Daniel Beaudette a travaillé en tant que psychologue dans le système pénitentiaire pendant 25 ans. « Il y a des besoins francophones en milieu carcéral. Les francophones sont placés dans des prisons anglophones et, un peu comme les militaires, ils se retrouvent dépourvus. » 

Manon Talbot, qui compte des militaires francophones parmi ses patients, corrobore. Elle fait remarquer que d’autres populations sont en recherche de services en français. « Il y a des enfants au Manitoba qui apprennent l’anglais sur le tard et à qui on offre uniquement des services en anglais. Je trouve que ça a un impact au niveau de la santé publique, dans le sens où c’est une question de justice sociale. »

Les listes d’attente et le manque de psychologues ne se limitent pas seulement à la ville de Winnipeg. Manon Talbot se rend tous les jeudis à la clinique médicale de Sainte-Anne. Au rural, les problématiques sont similaires, voire pires. « Il y a beaucoup de francophones qui ont été sans aucun service depuis toujours. Je vois des problématiques psychologiques transgénérationnelles. Je sais que je fais une différence, pour eux, pour leur famille et pour les générations futures. » 

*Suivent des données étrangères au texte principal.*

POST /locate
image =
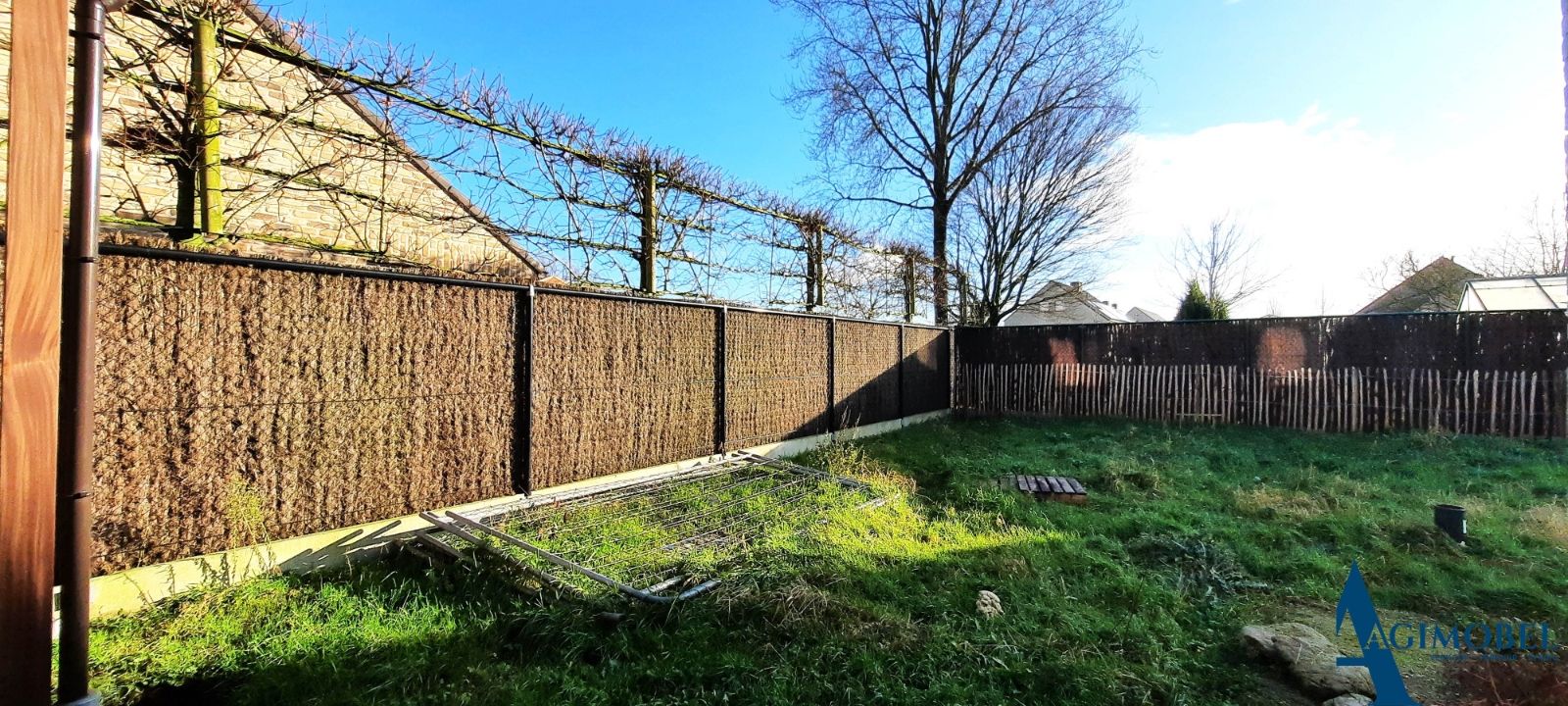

Se pose aussi la question des migrants. Sur ce point, une fois de plus, les psychologues tombent d’accord. Le directeur du Centre Renaissance fait valoir que « certains nouveaux arrivants s’installent au Manitoba en ayant vécu des traumatismes dans leurs pays d’origine ». Dans ces cas-là, qu’ils soient francophones ou pas, le problème est le même. « Il y a des interprètes qui viennent s’asseoir avec eux pour traduire les questions et les réponses. » Et cela n’est pas nécessairement une solution très viable. 

Manon Talbot explique : « Les gens qui ont vécu des traumatismes ont déjà beaucoup de mal à en parler. Là, on ajoute une troisième personne et le biais d’un traducteur. » 

L’importance de parler sa langue 

Le problème avec l’emploi d’un traducteur est double. D’abord, les mots employés par le patient pour décrire ses émotions ne seront pas ceux que le/la psychologue entendra, et dans un traitement psychologique, le choix des mots est essentiel pour bien identifier la problématique. Mais aussi, la présence d’une tierce personne peut gêner la connexion entre le patient et son psychologue. Bien sûr, si la solution n’est pas idéale, tout le monde s’accorde pour dire que c’est toujours mieux que rien. Cependant, Daniel Beaudette souligne que la traduction peut tout de même aboutir sur un diagnostic faussé. 

Finalement, le mieux reste de pouvoir s’exprimer dans sa langue natale. Zoé Therrien illustre cela avec une anecdote personnelle, mais qui peut s’appliquer plus largement. « Souvent, ce que je vois, c’est que quand je parle de choses qui sont plus stressantes, plus personnelles, j’ai tendance à aller vers ma langue maternelle. Je trouve ça plus difficile de m’exprimer en anglais. Ça rassure, on sent qu’on peut faire une meilleure connexion avec son interlocuteur. On ne cherche pas ses mots. » 

Ce point, une fois encore, fait consensus parmi les psychologues interrogés. « L’utilisation de sa langue maternelle est essentielle quand il faut parler de sentiments ou d’émotions personnels, explique Manon Talbot. Quand on veut s’exprimer spontanément, puis surtout quand on vit des choses difficiles. Que ce soit au niveau du stress, de l’anxiété ou au niveau de la tristesse. Ne pas s’enfarger en essayant de traduire ce que l’on est en train de penser c’est vraiment très important. » 

Le manque de services en français peut aussi poser un problème en amont et refroidir certaines personnes à l’idée même d’aller chercher de l’aide.